US News
October 11, 2017

Analysis: Politics will hinder work on Kansas schools plan

TOPEKA, Kan. (AP) – Election-year politics will hinder efforts by Kansas officials to comply with a state Supreme Court demand for a new, fairer public school funding law that also significantly boosts spending.

Finding a solution that satisfies the court next year will force the Republican-controlled Legislature and soon-to-be GOP Gov. Jeff Colyer to consider a second big tax increase in as many years. An alternative would be big spending cuts in other parts of state government, which many lawmakers find equally unpalatable.

Colyer, now the lieutenant governor awaiting Republican Gov. Sam Brownback’s departure for an ambassador’s post, is running for a full, four-year term for governor next year in a crowded GOP primary field. Taxes will be a key issue – putting pressure on GOP lawmakers to avoid another big hike.

Taxes also are a tough issue for Democrats, even though their political base argues that schools remain under-funded despite extra dollars approved earlier this year. Embracing another tax increase too eagerly could alienate independent and Republican voters they need to win the governor’s and legislative races. All 125 House members are up for election in 2018.

“Any solution is going to be very difficult,” said state Sen. Rick Billinger, a Goodland Republican who serves on the Senate budget committee. “I don’t see an easy path in any form.”

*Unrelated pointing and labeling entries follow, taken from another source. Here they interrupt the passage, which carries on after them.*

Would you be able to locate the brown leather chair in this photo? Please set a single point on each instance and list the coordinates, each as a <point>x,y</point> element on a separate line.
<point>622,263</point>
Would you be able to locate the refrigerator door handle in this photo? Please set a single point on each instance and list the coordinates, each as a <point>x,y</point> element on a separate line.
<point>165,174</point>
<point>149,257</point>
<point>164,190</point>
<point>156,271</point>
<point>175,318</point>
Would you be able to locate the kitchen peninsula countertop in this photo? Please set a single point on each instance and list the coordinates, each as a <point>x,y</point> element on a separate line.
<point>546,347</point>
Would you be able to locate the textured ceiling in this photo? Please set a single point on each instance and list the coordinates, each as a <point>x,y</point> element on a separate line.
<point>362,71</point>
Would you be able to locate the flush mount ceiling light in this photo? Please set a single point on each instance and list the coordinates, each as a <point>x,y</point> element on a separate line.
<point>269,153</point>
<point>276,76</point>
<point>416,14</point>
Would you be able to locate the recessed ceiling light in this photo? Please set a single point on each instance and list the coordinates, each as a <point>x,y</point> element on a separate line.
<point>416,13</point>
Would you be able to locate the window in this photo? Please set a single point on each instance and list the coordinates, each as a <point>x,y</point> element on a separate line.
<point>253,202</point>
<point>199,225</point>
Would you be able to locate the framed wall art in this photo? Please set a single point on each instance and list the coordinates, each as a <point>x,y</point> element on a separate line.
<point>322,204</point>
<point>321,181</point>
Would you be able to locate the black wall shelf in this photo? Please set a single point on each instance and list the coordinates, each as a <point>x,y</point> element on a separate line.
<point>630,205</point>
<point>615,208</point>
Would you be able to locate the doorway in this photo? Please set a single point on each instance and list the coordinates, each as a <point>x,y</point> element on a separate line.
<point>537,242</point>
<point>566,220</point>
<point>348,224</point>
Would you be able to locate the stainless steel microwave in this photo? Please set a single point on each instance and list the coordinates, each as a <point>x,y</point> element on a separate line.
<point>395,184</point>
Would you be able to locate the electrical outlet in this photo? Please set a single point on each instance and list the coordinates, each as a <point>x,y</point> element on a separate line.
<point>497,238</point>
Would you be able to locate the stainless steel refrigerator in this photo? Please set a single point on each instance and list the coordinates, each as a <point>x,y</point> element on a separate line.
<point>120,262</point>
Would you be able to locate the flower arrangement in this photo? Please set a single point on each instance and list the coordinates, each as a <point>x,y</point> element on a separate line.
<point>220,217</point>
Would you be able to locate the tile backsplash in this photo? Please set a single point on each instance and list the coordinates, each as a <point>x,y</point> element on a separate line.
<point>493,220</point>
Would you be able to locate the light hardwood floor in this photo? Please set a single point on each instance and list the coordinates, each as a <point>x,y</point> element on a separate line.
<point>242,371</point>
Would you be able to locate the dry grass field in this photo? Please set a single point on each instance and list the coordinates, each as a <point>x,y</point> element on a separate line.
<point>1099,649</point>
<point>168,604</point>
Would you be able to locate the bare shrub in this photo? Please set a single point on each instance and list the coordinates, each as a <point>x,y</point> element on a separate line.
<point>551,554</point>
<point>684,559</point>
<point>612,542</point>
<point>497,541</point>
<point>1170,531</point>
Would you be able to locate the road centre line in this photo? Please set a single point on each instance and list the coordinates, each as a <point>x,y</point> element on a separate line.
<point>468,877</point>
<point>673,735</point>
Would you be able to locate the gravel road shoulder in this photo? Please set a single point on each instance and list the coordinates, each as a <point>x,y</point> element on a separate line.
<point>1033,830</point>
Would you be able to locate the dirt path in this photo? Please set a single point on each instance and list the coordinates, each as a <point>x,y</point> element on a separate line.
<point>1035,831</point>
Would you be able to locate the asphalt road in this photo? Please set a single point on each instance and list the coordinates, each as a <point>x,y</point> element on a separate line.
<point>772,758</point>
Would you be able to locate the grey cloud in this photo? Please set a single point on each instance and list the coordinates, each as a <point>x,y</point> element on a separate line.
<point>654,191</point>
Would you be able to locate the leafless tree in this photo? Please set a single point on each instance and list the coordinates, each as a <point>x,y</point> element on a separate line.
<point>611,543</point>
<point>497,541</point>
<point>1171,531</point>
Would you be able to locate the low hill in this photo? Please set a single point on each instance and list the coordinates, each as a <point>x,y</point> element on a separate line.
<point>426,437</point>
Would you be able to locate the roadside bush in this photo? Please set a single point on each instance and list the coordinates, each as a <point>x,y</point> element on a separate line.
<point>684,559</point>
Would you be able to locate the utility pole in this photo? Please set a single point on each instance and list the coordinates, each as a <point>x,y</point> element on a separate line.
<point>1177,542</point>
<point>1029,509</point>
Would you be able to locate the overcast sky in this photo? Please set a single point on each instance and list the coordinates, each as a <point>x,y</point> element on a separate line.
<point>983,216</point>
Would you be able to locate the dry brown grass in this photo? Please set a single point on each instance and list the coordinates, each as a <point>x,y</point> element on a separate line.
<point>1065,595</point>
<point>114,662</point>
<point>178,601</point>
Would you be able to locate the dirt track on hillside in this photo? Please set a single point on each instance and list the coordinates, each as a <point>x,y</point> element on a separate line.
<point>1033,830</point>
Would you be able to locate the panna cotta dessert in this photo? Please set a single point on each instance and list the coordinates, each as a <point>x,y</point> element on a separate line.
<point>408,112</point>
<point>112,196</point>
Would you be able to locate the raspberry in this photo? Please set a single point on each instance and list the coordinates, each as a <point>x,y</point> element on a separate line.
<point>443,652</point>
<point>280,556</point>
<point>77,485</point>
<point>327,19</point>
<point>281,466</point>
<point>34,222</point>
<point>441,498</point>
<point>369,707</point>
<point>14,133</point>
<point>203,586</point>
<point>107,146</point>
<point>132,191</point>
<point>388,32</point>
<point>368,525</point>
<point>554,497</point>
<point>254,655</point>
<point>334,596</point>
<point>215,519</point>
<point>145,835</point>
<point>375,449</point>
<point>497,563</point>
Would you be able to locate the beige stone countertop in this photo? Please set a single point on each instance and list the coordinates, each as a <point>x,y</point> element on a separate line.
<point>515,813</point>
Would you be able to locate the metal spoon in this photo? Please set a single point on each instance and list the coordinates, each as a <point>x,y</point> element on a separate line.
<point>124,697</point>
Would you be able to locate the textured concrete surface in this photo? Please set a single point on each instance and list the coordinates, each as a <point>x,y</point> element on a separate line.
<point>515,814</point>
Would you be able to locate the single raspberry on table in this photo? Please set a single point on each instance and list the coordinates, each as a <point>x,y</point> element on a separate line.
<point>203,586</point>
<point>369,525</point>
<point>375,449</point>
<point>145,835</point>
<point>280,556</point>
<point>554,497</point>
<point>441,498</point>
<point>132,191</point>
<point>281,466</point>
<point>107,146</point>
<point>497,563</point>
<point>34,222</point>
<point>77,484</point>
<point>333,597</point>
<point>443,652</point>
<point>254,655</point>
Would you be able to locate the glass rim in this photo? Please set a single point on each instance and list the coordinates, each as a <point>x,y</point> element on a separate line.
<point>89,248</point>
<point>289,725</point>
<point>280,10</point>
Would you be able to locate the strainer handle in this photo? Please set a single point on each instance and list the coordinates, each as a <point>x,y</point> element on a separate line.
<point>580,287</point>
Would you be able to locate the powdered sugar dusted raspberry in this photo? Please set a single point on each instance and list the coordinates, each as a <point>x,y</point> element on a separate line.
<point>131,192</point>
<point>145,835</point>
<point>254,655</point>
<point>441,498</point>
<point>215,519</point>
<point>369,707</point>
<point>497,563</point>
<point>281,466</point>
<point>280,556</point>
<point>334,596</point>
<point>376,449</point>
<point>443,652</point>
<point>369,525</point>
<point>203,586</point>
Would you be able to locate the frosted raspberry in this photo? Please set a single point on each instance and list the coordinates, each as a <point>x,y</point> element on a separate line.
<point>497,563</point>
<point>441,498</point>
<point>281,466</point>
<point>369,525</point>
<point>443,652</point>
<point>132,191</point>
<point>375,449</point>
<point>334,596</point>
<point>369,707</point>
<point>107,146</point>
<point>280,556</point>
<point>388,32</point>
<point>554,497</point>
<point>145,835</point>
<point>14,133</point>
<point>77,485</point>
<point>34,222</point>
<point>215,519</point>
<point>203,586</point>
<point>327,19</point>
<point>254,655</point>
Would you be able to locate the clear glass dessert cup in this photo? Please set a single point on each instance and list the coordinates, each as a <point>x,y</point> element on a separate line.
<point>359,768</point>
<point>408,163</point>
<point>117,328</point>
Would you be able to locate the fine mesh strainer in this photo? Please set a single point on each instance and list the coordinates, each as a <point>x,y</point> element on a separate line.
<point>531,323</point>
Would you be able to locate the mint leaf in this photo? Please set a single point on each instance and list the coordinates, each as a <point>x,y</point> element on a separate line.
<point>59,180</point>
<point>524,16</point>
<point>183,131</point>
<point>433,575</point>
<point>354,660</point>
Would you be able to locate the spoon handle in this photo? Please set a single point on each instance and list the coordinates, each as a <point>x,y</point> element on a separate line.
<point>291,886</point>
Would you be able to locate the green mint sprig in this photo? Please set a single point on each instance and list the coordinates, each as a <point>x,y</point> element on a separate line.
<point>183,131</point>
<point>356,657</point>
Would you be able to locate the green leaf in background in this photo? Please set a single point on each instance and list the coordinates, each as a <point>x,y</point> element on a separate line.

An education funding law approved in June phased in a $293 million increase in aid to public schools over two years, bringing it to $4.3 billion annually. Legislators increased individual income taxes to raise $1.2 billion over two years, rolling back the tax cuts enacted in 2012 and 2013 as part of Brownback’s fiscal “experiment,” both to balance the budget and provide extra dollars for schools.